The CDC ban on evictions accompanied by the courts’ refusal to process evictions in Fulton County, where Atlanta proper and its major institutions are housed, ends on December 31st, unless there is action by Congress. Tenants like the ones I visited are watching the news on tenterhooks. The Washington Post reports that several of the more moderate bipartisan bills for an interim stimulus seem to have a chance. One of them would extend eviction relief until January 31st, transferring the crisis to President Biden after the inauguration to come up with a more substantial solution. That bill includes more than $25 billion in rent relief.

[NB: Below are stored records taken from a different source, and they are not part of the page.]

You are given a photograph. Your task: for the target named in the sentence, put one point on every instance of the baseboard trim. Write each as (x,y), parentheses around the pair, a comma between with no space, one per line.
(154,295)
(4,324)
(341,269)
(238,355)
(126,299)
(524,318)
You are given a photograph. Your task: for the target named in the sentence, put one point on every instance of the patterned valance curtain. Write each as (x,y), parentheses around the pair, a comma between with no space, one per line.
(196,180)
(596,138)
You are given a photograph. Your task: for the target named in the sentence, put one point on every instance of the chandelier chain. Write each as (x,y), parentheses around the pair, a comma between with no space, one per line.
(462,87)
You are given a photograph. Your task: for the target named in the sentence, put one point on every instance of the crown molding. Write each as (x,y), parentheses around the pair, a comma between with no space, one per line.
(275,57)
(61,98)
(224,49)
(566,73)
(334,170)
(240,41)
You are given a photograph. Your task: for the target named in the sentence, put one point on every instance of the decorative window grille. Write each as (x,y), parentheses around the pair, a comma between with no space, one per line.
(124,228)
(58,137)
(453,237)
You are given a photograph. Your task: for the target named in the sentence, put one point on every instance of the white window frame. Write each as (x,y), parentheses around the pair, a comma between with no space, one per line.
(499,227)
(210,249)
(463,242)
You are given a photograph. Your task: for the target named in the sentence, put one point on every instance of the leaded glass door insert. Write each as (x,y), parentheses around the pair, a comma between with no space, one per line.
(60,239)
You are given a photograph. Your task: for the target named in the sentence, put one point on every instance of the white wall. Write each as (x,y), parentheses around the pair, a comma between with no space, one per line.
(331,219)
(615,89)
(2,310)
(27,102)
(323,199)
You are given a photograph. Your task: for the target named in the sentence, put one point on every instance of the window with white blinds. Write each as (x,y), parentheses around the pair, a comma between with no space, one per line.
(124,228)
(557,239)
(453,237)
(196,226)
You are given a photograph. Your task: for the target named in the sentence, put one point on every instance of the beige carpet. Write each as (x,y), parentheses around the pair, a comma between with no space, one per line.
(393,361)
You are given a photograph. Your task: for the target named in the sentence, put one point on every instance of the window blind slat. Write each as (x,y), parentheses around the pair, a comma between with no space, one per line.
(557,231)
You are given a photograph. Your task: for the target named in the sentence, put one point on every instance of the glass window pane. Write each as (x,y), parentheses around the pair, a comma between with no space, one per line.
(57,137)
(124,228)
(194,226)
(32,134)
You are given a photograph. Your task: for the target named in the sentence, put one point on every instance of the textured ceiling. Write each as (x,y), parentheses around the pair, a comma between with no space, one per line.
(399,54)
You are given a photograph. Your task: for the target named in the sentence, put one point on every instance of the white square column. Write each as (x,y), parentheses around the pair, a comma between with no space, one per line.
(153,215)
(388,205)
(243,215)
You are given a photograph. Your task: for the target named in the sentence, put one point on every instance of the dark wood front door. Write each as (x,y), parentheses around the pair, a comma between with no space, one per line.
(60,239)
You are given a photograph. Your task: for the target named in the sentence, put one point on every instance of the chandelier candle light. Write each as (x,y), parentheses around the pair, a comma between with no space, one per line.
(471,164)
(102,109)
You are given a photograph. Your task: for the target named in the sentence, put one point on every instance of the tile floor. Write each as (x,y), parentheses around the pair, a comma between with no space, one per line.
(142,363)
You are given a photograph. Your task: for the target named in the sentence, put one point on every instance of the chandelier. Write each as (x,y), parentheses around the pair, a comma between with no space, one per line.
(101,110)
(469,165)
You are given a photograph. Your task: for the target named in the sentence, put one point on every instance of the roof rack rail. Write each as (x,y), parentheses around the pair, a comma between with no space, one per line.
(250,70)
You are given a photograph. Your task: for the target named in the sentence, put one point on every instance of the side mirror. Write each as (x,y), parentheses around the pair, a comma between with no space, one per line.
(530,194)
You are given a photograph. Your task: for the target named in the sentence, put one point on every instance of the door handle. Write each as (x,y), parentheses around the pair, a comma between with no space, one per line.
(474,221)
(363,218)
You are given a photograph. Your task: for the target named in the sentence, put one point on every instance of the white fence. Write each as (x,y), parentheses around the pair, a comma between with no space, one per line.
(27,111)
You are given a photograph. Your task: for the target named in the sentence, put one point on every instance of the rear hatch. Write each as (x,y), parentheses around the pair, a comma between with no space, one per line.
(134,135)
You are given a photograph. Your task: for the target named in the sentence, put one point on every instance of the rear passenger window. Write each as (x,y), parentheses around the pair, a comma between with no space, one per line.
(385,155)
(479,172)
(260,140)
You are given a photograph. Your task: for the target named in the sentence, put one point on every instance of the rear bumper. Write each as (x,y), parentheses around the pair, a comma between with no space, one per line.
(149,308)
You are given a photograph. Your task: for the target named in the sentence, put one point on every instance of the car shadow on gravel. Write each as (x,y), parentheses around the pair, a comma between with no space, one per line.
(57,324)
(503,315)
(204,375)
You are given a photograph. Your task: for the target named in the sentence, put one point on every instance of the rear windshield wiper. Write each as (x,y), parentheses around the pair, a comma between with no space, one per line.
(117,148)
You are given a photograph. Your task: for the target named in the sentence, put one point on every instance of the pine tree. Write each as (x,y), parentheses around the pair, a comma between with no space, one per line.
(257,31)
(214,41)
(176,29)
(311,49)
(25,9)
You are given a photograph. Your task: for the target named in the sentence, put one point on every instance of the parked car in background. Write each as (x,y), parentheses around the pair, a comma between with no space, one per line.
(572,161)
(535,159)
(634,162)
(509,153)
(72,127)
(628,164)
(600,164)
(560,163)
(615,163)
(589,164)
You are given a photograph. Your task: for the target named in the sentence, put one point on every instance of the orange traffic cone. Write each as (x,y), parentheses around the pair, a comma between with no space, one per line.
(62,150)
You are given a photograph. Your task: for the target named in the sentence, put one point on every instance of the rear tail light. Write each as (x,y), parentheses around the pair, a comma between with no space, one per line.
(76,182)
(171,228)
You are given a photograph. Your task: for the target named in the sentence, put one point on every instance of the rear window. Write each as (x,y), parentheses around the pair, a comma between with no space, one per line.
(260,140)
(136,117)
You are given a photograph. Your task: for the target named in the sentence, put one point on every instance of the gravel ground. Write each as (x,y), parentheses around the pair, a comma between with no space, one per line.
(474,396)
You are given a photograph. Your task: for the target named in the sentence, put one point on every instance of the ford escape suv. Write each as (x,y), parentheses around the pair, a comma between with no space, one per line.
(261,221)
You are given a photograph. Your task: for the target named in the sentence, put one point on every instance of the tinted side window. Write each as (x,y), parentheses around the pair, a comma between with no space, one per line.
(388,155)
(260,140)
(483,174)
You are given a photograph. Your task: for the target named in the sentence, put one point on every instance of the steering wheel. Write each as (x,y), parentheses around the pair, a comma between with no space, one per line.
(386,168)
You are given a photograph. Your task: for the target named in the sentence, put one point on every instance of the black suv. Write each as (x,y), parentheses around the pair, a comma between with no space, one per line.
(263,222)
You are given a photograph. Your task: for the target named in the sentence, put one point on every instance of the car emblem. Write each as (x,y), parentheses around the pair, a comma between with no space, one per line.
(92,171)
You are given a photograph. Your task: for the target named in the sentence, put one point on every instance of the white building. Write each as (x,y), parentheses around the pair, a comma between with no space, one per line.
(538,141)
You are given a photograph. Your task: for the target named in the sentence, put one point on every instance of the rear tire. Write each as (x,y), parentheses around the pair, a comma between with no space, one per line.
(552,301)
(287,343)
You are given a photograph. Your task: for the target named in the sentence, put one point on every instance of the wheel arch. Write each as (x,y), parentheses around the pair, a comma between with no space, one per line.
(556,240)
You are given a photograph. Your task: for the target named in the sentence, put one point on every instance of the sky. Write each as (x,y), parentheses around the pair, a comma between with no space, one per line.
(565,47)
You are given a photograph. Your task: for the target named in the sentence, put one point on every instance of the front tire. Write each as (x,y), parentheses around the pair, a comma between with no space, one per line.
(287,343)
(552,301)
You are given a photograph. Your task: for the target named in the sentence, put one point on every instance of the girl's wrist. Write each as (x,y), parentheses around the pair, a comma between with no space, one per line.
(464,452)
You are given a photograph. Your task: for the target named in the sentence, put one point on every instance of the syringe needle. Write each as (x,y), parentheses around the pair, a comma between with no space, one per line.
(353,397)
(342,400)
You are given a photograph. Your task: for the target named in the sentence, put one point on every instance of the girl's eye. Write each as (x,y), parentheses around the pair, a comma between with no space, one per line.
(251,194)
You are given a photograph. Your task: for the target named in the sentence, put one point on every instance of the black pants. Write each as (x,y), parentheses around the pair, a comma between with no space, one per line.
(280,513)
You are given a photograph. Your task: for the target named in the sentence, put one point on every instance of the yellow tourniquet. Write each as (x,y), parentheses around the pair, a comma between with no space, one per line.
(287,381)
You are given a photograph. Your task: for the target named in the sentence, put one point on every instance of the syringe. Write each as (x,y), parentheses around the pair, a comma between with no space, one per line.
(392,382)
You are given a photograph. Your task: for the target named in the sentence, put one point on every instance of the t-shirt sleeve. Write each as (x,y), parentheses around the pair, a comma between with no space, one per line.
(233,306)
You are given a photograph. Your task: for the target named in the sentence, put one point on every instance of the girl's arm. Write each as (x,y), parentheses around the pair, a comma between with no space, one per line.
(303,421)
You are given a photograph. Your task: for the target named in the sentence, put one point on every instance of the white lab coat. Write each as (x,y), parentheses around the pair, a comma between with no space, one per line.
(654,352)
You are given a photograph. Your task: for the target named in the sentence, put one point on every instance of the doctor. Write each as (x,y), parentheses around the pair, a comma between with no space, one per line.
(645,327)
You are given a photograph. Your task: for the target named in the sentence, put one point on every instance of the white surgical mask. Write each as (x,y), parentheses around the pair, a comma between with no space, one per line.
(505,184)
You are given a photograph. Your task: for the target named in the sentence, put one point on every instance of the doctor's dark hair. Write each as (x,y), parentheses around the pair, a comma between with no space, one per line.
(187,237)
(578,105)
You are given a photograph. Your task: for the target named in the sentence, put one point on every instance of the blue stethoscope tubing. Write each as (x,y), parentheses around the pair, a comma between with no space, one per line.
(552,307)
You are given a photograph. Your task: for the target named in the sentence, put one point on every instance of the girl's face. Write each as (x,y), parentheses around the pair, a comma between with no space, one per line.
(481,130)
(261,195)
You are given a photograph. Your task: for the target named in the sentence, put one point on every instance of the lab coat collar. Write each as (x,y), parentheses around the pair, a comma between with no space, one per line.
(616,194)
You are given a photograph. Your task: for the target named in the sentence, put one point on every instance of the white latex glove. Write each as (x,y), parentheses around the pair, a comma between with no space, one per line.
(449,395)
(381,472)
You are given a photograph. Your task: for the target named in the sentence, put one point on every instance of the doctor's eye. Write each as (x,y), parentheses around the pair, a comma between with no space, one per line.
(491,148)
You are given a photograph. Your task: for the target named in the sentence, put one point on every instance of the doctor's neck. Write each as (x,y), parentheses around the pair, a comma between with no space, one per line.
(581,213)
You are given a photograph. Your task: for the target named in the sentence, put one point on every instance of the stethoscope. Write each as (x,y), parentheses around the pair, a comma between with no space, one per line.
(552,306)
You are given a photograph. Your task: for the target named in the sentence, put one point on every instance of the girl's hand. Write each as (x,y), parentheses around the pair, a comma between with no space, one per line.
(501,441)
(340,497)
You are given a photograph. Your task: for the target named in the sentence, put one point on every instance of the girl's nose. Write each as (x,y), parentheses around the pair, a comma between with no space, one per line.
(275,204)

Tenants are already caught in a squeeze though. The stimulus package in the CARES Act that expires at the end of December also had tenant relief, but matching the supply with the demand isn’t easy. As reported in the New York Times,
…more than 400 state and local governments have used money from the federal CARES Act to set up funds to cover at least $4.3 billion in rental assistance — money that has helped tenants pay their bills and landlords stay current on their mortgages, according to a database set up by the National Low Income Housing Coalition, a policy group. But now many jurisdictions are reporting trouble spending it, and with barely two weeks left in the year, they are on pace to have more than $300 million left over, according to the coalition’s database. In a pattern that predated the pandemic, the programs have been complicated by bureaucratic hurdles, competing budget demands and a reluctance among landlords to take part.
Talking to the rest of the team, my experience turned out to be common. Rent was due. Fees were piling up. No one knew what to do. We’re visiting with the tip of the iceberg. An estimated eleven million tenants are likely in arrears some $70 billion in rent. Even with a better, more efficient delivery system on existing and future programs, this is a mountain to climb, and low-and-moderate income tenants are teetering between hope and homelessness.